"Smart lake warehouse" integrated solution!

[text begins]

As the new round of technological revolution and industrial revolution are deeply intertwined, the digital economy is becoming a key force for reorganizing global factor resources, reshaping the global economic structure, and changing the global competitive landscape.

In this process, the cloud, as a digital base, is not only limited to the role of infrastructure, but also a key support for continuous innovation and lean operation of enterprises.

Whether or not more value can be obtained from the cloud will become the key to whether an enterprise can have a place in the digital age and continue to lead.

The innovation of cloud native infrastructure has brought about a series of "butterfly effects".

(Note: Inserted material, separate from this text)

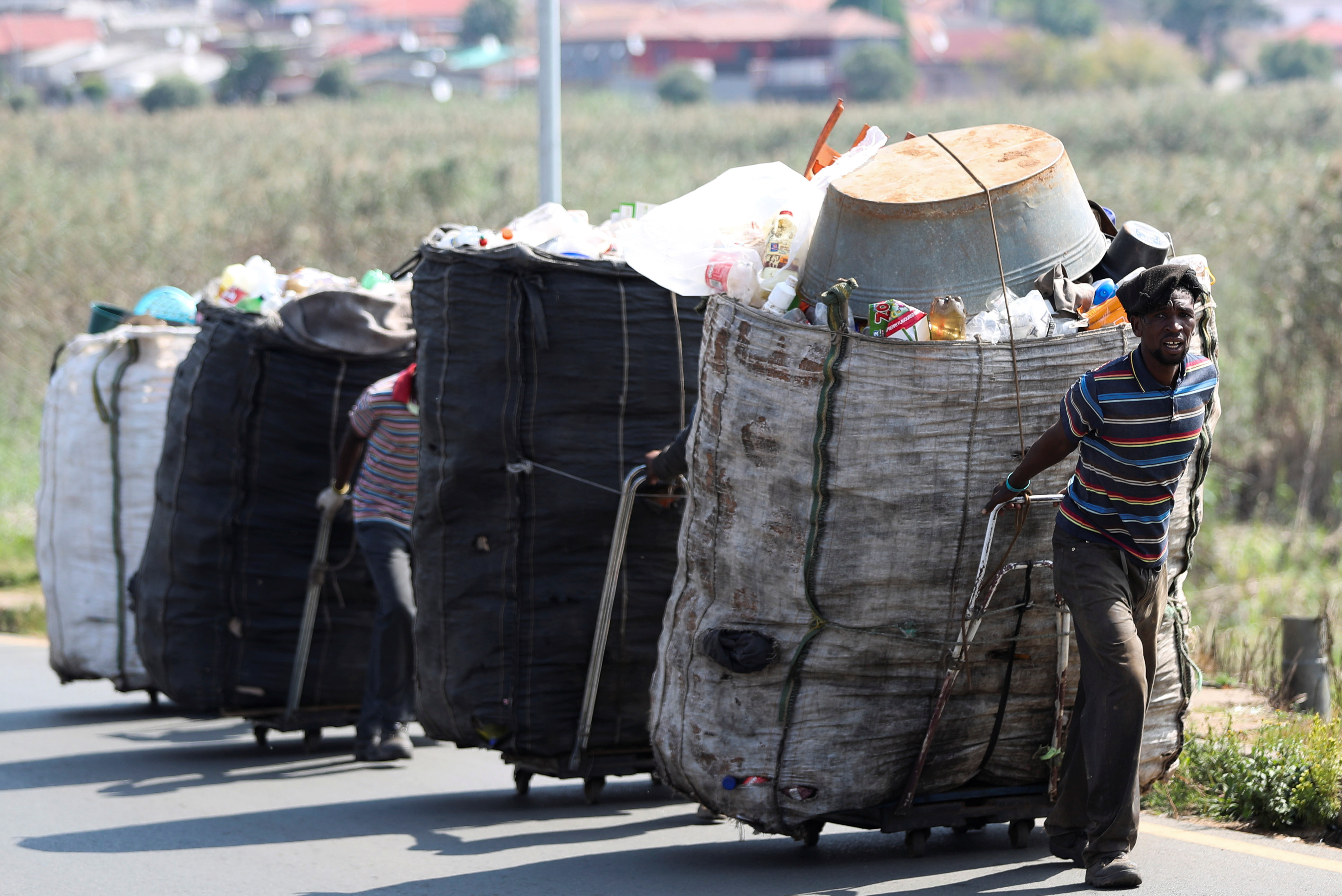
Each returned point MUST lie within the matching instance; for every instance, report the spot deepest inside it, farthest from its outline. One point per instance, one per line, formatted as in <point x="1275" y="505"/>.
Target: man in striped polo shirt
<point x="1137" y="420"/>
<point x="384" y="431"/>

As cloud-native technology has "blossomed" in the Internet, finance and other industries, cloud-native infrastructure can not only enrich the diversified practice of digital application scenarios, but also provide sustainable endogenous power for enterprise development, "smart lake warehouse" It is one of the most important technical structures.

As the proposer of the "smart lake warehouse" architecture, Amazon Cloud Technology continues to iterate and innovate in cloud-native data infrastructure.

On March 14, Amazon's cloud-native data lake S3 celebrated its 17th birthday. On Pi Day 2023, Amazon Cloud Technology conducted a comprehensive review of the development process of Amazon S3, constantly stimulating the greater value of data.

 

01   From "data warehouse" to "data lake"

According to IDC statistics, it is estimated that by 2025, the global data volume will increase tenfold from 16.1ZB in 2016 to 163ZB.

The mass and diversification of data determines that it is becoming more and more difficult to obtain useful value from data. If benefits cannot be obtained from data, then the value of data is out of the question.

At present, the value of data is polarized. One is timely discovery and real-time analysis to quickly promote business development; the other is long-term storage. Data is accumulated to explore the hidden laws behind the data and analyze its value in a unified way to provide reference for business development.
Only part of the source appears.